Singing was one of the many “special touches” Grant added to the practice. Known as “Kathy-isms,” Allen and other former students like Blossom Crawford of Bridge Pilates remember the Pilates pioneer using expressions that are still used today, like “zip tight jeans on, belly button to the waistline, put a belt on” to help students target specific muscles. Creating her own unique approach to Pilates, Grant prioritized both strength and healing. Beyond her teaching in Harlem and New York University, Grant helped clients, including Allen, recover from serious injuries. 

“It was miraculous. A lot of the people were told, like myself, ‘You will never be able to dance again,’ Allen explains, noting that Grant’s healing work spread beyond dancers. “She trained herself. I remember her office and her home. She had stacks and stacks of magazines and anatomy books [that] she would study. That’s how she healed people. She used Pilates as the base and then her intuition.” 
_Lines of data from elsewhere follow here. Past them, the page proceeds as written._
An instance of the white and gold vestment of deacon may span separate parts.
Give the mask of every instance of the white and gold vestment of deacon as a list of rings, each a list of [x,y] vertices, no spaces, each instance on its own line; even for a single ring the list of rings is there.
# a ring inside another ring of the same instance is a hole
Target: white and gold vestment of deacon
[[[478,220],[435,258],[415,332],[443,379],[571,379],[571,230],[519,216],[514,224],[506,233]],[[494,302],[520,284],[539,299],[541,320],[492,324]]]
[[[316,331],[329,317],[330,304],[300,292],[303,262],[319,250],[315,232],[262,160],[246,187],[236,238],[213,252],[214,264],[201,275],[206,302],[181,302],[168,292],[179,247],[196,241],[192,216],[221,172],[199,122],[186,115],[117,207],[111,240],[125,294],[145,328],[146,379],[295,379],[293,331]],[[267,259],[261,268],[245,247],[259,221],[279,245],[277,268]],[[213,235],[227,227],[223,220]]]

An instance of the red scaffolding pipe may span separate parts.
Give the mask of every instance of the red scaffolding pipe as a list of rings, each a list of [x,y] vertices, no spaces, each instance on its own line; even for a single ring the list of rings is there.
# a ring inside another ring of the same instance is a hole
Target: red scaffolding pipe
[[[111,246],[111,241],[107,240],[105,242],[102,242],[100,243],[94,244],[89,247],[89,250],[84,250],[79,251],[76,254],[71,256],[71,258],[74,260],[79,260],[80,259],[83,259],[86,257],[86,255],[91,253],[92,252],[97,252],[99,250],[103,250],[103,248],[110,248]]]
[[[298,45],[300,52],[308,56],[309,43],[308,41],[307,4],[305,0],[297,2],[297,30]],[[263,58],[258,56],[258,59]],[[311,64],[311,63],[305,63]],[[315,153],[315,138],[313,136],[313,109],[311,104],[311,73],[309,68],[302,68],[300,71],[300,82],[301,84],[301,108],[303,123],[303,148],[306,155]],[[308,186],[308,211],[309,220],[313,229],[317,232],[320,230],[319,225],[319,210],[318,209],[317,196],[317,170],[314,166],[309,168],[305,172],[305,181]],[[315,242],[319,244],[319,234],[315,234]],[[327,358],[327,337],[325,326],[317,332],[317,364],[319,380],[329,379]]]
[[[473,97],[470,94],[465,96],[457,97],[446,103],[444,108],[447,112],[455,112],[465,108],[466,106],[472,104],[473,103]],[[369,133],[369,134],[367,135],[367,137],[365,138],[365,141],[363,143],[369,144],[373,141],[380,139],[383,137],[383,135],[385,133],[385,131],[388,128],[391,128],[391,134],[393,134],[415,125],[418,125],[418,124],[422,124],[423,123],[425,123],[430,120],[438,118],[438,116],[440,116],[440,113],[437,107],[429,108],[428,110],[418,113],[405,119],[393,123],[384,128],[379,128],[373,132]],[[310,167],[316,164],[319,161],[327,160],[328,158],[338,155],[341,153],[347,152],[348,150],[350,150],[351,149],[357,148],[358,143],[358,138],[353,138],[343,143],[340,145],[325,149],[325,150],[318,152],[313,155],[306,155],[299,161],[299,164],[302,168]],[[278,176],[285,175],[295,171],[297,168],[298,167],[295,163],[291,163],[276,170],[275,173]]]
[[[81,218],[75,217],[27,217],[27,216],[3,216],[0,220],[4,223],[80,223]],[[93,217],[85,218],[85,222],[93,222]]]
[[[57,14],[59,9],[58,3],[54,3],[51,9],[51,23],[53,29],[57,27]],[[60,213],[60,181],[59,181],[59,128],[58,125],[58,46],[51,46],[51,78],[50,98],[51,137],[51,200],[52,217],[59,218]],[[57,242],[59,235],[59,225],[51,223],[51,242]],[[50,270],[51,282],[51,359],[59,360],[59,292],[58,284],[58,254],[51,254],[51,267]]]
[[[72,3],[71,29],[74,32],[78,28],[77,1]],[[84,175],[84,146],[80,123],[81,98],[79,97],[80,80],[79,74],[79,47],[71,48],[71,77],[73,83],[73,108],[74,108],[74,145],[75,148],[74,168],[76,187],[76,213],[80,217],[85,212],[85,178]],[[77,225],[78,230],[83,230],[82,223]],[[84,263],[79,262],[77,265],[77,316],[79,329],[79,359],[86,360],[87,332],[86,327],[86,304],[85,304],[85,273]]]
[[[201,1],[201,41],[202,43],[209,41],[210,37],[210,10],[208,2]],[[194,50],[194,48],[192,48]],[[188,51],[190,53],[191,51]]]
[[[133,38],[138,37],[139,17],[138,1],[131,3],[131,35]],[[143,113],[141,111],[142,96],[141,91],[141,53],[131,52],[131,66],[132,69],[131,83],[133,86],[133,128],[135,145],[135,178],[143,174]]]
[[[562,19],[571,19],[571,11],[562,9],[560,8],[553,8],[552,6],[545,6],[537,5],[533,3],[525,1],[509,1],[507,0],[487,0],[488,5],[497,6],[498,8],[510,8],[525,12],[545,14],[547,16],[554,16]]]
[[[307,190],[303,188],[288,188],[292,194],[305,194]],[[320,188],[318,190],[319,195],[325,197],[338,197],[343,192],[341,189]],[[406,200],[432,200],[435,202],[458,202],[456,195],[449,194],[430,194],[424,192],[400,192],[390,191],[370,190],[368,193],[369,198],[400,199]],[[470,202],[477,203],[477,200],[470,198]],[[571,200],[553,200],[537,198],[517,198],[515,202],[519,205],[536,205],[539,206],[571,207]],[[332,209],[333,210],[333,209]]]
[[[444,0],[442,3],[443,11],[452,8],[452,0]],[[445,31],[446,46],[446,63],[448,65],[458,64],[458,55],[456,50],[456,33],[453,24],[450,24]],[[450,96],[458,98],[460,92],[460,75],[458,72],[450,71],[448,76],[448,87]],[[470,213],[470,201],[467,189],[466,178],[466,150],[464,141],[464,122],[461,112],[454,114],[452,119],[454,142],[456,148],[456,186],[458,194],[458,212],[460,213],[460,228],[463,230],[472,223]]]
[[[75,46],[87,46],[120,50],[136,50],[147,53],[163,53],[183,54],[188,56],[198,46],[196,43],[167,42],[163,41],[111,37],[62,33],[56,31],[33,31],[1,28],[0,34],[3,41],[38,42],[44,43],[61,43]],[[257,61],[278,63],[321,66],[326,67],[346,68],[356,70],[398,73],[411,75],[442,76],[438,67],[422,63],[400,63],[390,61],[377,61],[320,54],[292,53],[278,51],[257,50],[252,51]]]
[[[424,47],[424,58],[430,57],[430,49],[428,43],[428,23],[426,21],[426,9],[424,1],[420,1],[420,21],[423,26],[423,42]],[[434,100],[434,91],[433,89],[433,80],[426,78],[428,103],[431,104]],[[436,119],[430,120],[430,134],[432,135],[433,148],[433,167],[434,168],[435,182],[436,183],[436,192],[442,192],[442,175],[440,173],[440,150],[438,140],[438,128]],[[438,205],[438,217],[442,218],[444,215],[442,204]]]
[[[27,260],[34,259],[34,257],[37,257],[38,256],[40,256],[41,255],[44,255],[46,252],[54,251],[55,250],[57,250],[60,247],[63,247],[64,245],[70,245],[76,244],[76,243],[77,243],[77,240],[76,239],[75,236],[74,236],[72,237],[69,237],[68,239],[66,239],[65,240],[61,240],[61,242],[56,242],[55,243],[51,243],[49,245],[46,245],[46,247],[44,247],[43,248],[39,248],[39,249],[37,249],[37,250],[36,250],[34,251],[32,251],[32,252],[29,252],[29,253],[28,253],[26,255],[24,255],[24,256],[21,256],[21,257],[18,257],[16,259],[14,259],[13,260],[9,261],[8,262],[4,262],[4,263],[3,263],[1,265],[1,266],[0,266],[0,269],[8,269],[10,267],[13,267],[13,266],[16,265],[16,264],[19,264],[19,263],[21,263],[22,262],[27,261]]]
Gaining recognition for her training abilities, Grant worked with stars like Cicely Tyson, Eartha Kitt, and Alvin Ailey dancers. She fueled her passion for the performing arts by becoming the Clark Center for Performing Arts director and the first African-American to join the National Endowment for the Arts, where she advocated for minority dancers. 

While Grant described herself as stubborn rather than genius, Allen thinks of her as a selfless badass who left a lasting impact despite her disregard for fame and inspired a generation of Black dancers and Pilates instructors. “As much as Kathy Grant was the person who ran real hard so we could walk, we also have to realize that history is being made even now,” Herbert says. “She was the beginning of it, and she opened the door so we could continue making history.”